HCMC Dining Guide

Monday, July 2, 2012

Opulence Defined

A couple of weeks ago I reviewed a restaurant called Cham Charm in the Crescent (pictured above), out in Phu My Hung. This is one of the most high-end areas of the city, and this restaurant was one of the first places to show up in the nascent development a few years back.

Cham Charm is one of many businesses in town run by the Khai family, under the name of the Khai Silk corporation. Apparently the head of the family makes most of his money (and they have an awful lot of it) selling silk overseas. For some reason his income is not entirely legal under Vietnamese tax laws, but through a loophole he is able to spend it on property. As a result what he does is build absurdly luxurious establishments (mostly restaurants), and when he needs a cash influx he simply sells one.

There seems to be a new Khai Silk restaurant opening every few months, and there is one near my house that usually has a Rolls-Royce parked out front. Charm Charm is no exception from this opulence; in fact it's one of the most upscale restaurants I've ever eaten at.
The entrance looked like a more benevolent version of the Temple of Doom.
The inside was full of Cham (an ancient culture from central Vietnam) artifacts, moody lighting, and ornately carved walls. The enormous seating area is spread over three floors - the middle one, which is where you enter, features a $50 buffet that offers tons of seafood, sushi, sashimi, Indian and Thai food, western dishes, and desserts cooked in-house, along with Japanese beer and a Chilean wine vintage made specially for the restaurant. Upstairs is where a set menu is offered three times a week, and there are also two private tables suspended from the ceiling of balconies. On the ground floor is a well-stocked bar, event rooms, and more decorations. I reviewed another Khai Silk restaurant a few months back, and the signature black-and-white color scheme of their eateries didn't really work. Cham Charm employs more earthy colors, and while it is obviously ridiculous it also works visually.

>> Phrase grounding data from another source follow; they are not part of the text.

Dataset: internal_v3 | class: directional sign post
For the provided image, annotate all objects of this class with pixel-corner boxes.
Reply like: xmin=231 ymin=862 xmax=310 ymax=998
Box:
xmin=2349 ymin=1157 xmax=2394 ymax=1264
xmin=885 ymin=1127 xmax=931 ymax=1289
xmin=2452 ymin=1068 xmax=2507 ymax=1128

Of course one of the highlights is the food, particularly the seafood. Here are some shots of what I had. I have no idea what that is in the second picture, but it was fantastic. I also had a grilled lobster but I forgot to take a picture because it looked so delicious that I couldn't wait to tear into it.


A dessert the manager specially recommended was this Japanese green tea ice cream with sweet beans.
Some home-made sweets.
This was on a Thursday night and the place was doing some serious business, which surprised me considering how expensive it is, particularly by Vietnam standards. When I walked outside I realized who made up the clientele, as a line of Audi, BMW, and Mercedes SUVs and sedans sat outside of the entrance. Cham Charm certainly isn't a place you would visit with anything resembling regularity, but for a special occasion, or just the 'wow!' factor, it's well worth a visit.